Zuidnederlands Woordenboek

Walter De Clerck (1981)

Gepubliceerd op 03-02-2023

reuzelen

betekenis & definitie

1. Van koren, stro, papier enz., alsook van de wind en de bladeren: (zachtjes) ruisen, ritselen; - vand. ook van korrelige stoffen als zand, gruis: met een ritselend geluid (weg)glijden, ritselen.

De kinderen zijn naar bed. Buurvrouw Trien heeft de kleinen uitgekleed. Tooje heeft ze onder de dakbalken naar hun reuzelenden stroozak gebracht, BLOMMAERT 1945, 8.

De korenakker, als een zee van reuzelend goud in de ongenadige schittering van de zon, kwam mij als iets oneindig voor, VAN HEMELDONCK 1946, 54.

Achter de kerk beklom ik de helling van den Konijnenberg; het goede zand, ik moest het in de hand nemen, het reuzelde me door de vingers, VAN HEMELDONCK 1946, 202.

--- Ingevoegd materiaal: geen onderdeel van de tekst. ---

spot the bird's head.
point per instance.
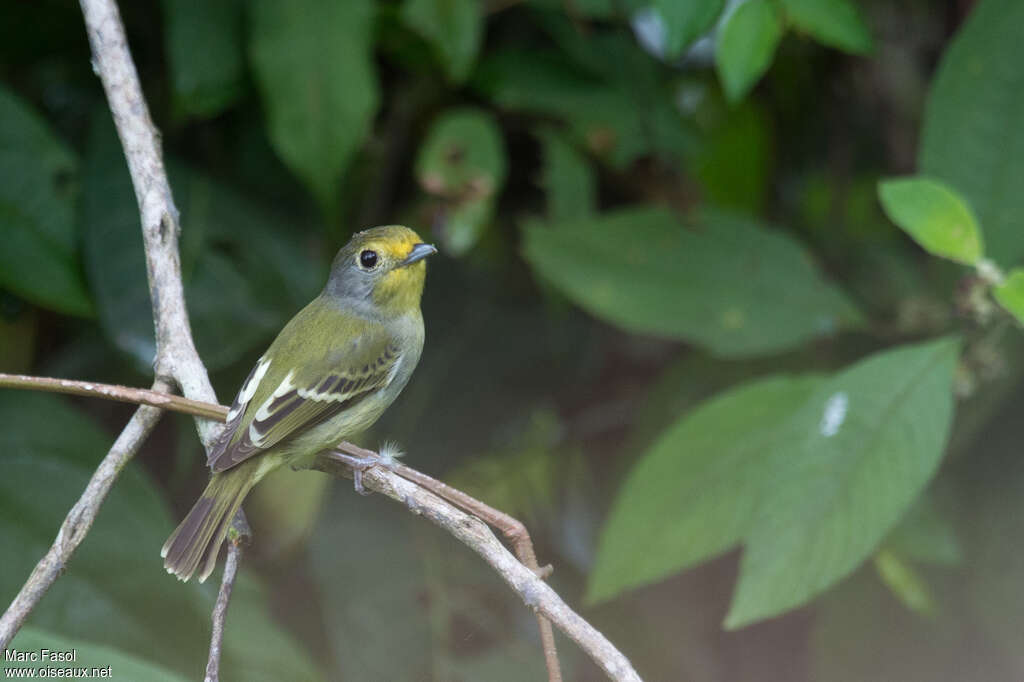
(383, 266)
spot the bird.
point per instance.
(330, 374)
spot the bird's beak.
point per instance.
(419, 252)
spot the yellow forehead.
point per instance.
(393, 242)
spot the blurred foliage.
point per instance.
(678, 313)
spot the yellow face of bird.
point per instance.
(383, 264)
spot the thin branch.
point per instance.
(511, 527)
(426, 496)
(76, 525)
(474, 534)
(176, 361)
(115, 392)
(239, 538)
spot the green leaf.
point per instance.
(115, 592)
(568, 179)
(809, 473)
(734, 165)
(747, 45)
(904, 582)
(463, 162)
(88, 655)
(724, 283)
(612, 99)
(463, 155)
(204, 49)
(455, 28)
(685, 22)
(935, 216)
(848, 466)
(1010, 294)
(313, 65)
(925, 535)
(972, 136)
(39, 259)
(834, 23)
(693, 495)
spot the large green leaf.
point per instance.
(115, 590)
(747, 45)
(973, 137)
(463, 162)
(608, 92)
(313, 64)
(809, 473)
(39, 258)
(455, 28)
(734, 164)
(724, 283)
(108, 662)
(834, 23)
(854, 459)
(685, 22)
(204, 48)
(935, 216)
(693, 495)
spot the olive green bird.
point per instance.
(330, 374)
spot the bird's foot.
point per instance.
(358, 464)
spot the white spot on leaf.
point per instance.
(835, 414)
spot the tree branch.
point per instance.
(114, 392)
(474, 534)
(178, 363)
(238, 539)
(76, 525)
(426, 496)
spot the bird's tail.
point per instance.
(196, 543)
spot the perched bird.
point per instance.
(331, 373)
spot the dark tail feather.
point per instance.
(196, 543)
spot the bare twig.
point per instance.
(239, 537)
(114, 392)
(511, 527)
(426, 496)
(76, 525)
(473, 533)
(176, 361)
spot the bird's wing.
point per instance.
(278, 402)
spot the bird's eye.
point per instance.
(368, 259)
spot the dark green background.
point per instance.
(659, 270)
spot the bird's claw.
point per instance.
(358, 465)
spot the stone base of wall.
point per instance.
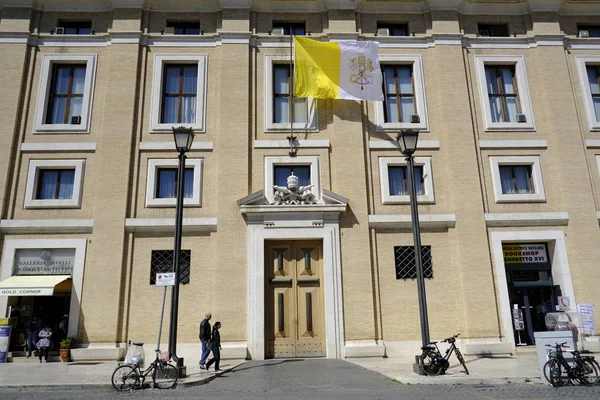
(364, 348)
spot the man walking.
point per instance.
(204, 338)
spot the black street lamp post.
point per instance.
(183, 142)
(407, 140)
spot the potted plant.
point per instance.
(65, 349)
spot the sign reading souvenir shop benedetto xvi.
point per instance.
(44, 262)
(524, 253)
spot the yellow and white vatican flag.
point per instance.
(346, 70)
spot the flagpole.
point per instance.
(291, 138)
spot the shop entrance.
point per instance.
(294, 309)
(531, 290)
(51, 310)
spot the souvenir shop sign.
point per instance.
(524, 253)
(44, 262)
(586, 319)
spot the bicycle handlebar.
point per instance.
(453, 337)
(563, 344)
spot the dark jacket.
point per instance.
(204, 330)
(215, 341)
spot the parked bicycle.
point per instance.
(559, 372)
(432, 361)
(130, 376)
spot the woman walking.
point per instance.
(215, 345)
(44, 343)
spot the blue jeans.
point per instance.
(31, 341)
(205, 352)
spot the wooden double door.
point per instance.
(294, 309)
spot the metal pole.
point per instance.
(162, 316)
(176, 260)
(417, 239)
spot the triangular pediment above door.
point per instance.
(258, 202)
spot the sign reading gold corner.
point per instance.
(31, 285)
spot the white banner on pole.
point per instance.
(587, 320)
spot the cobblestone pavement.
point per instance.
(317, 379)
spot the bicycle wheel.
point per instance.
(165, 376)
(430, 367)
(587, 373)
(461, 359)
(125, 378)
(558, 374)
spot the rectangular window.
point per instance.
(399, 93)
(184, 28)
(394, 29)
(516, 179)
(66, 94)
(589, 30)
(161, 185)
(179, 94)
(76, 27)
(55, 184)
(281, 97)
(281, 173)
(406, 264)
(398, 179)
(162, 261)
(593, 72)
(502, 93)
(166, 183)
(296, 28)
(492, 30)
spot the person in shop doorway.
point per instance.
(32, 334)
(62, 327)
(204, 338)
(214, 345)
(44, 343)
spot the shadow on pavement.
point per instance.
(264, 364)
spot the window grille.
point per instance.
(162, 261)
(405, 262)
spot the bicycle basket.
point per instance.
(164, 356)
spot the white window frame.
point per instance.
(582, 63)
(419, 85)
(155, 164)
(315, 175)
(522, 86)
(157, 86)
(48, 62)
(270, 126)
(384, 178)
(32, 183)
(536, 175)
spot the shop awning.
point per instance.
(32, 285)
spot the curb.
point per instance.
(433, 380)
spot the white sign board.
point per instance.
(586, 319)
(44, 262)
(524, 253)
(165, 279)
(564, 303)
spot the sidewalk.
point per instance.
(483, 370)
(58, 375)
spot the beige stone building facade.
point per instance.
(508, 164)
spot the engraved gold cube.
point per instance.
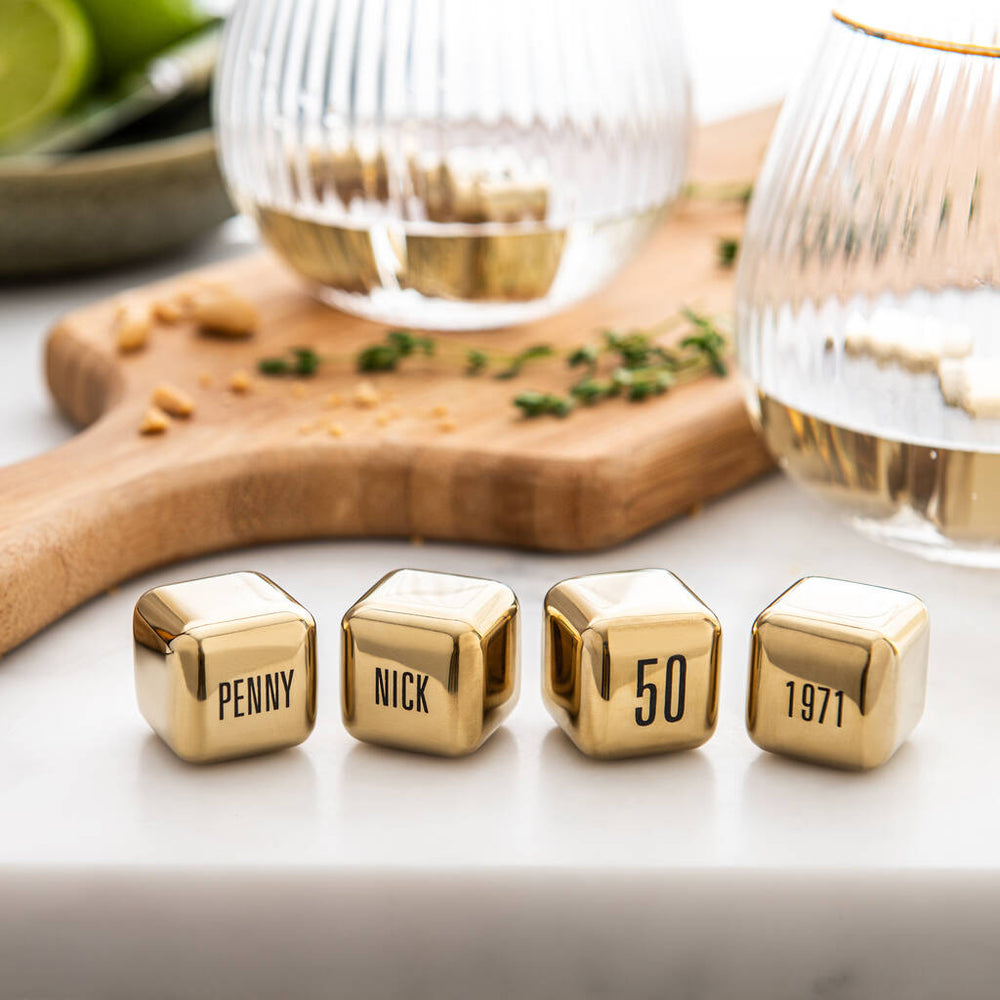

De zon stond boven ’t korenveld te laaien, het gele gouden Koren reuzelde zachtjes, en ’t was als een ver, ver geruis uit een wondere wereld, CLAES 1955, 187.

Als hij (de hond) het reuzelen hoort van papier sidderen even zijn oren, zacht en glanzend als zijde, en in plotse waakzaamheid kijken zijn verstandige, ondeugende ogen mij aan, DE PILLECYN 1962, 258.

Horst stak de ene sigaret met de andere aan, drukte het peukje op de grond uit en liet er uit zijn hand wat zand over reuzelen, WALSCHAP 1975, 135.

2. (Iets) zachtjes (aan)raken; in het knikker- en kegelspel: (de knikker of bal) slepend over de grond laten gaan.
3. In de verb. reuzelen achter iem., iets, uit zijn op ook: ergens reuzelen, ergens rondhangen (omdat men op iets uit is).

We (gaan) langs ’t Begijnhof; waar Koekoek misschien bij zijn tante begijntje zit, ’k geloof dat hij nu weer achter een begijntje reuzelt, TIMMERMANS, Anna-Marie 87 (1922).

Afl./Sam.: reuzeling, geruis, geritsel; - reuzeldroog, zeer droog.